Eine Kardioversion kann auch über Medikamente erzielt werden. Mit dem Wirkstoff Flecainid (z. B. Tambocor) kann das Vorhofflimmern durch Tabletteneinnahme in einen Sinusrhythmus verwandelt werden. Dieses Medikament sollte nicht gegeben werden bei einer „strukturellen Herzerkrankung“. Alternativ kann Propafenon (Rytmonorm) 450–600 mg gegeben werden.

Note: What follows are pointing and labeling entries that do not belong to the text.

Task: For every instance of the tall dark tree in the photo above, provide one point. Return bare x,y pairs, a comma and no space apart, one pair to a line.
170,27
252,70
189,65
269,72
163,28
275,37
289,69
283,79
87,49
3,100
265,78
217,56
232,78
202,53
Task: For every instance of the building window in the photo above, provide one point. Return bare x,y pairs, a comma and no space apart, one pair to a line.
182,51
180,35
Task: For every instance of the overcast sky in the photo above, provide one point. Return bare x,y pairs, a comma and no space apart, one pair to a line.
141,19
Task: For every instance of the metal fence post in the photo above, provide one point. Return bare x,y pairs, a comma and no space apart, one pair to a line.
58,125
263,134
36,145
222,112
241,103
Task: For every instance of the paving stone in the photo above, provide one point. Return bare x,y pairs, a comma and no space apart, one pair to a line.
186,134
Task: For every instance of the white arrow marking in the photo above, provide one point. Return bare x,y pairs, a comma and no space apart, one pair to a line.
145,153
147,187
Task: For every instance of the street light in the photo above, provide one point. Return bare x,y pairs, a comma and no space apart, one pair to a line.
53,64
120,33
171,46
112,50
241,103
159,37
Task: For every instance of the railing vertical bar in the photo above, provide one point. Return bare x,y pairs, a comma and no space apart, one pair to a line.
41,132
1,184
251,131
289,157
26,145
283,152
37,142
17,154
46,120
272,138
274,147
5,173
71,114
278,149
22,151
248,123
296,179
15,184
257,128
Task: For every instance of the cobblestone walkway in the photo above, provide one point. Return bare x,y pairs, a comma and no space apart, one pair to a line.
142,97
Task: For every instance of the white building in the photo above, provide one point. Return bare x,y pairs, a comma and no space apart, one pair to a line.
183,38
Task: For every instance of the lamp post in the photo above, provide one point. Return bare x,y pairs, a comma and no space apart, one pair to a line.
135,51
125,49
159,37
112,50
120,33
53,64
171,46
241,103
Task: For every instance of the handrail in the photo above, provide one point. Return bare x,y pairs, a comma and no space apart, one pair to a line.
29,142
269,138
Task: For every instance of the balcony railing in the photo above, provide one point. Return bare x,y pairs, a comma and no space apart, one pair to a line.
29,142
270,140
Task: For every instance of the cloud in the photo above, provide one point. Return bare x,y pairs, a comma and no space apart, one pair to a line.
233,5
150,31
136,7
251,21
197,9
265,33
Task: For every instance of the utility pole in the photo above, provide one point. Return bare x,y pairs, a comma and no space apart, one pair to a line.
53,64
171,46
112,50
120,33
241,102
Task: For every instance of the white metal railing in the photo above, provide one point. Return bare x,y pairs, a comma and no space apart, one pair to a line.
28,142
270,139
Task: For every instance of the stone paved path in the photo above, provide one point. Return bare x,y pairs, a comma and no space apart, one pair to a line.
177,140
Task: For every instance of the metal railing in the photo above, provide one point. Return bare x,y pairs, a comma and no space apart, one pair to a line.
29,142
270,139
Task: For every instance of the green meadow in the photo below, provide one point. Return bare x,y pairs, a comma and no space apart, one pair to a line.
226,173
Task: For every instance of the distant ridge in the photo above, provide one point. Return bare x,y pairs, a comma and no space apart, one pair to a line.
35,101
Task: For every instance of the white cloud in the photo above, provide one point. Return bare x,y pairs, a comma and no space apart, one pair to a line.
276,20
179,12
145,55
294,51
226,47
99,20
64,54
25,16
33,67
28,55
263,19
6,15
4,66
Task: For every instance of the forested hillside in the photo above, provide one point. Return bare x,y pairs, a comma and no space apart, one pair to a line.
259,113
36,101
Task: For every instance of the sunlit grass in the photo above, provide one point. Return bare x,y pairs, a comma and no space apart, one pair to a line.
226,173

Auch dieses Medikament ist kontraindiziert bei einer strukturellen Herzerkrankung oder bei einer QT-Verlängerung. Leider können alle Medikamente die Rhythmusstörung beseitigen, auch Rhythmusstörungen auslösen.
Als eine neue Therapieform hat sich die Ablation in den vergangenen Jahren etabliert.
Hierbei handelt es sich aber um eine hocheingreifende Operation. Bei über 90% der Patienten mit Vorhofflimmern kommen die Störimpulse aus dem Gewebe an der Einmündung der Venen in den linken Vorhof. Um die Fehlzündungen zu verhindern, wird ein Katheter durch die Leistenvene in den Vorhof geschoben und das Gewebe im Bereich der Störherde erhitzt und somit verödet.
Diese Operation dauert etwa 2-3 Stunden, der Krankenhausaufenthalt meist nur 2-3 Tage. Leider liegt die Komplikationsrate dieser Ablationsoperation bei etwa 3%. Durch die Hitzeeinwirkung kann jedoch ein Loch in der Herzwand entstehen, die Speiseröhre verletzt werden oder es auch während der Operation zu einer Blutgerinnselbildung kommen. Etwa 70% der Patienten ohne sonstige Herzerkrankung sind nach einem ersten Eingriff geheilt. Wenn die Patienten älter sind oder auch noch weitere Herzerkrankungen vorliegen, sinkt die Erfolgsrate unter 50%. Wenn das Vorhofflimmern nach 3-5 Monaten erneut auftritt, muss wieder operiert werden.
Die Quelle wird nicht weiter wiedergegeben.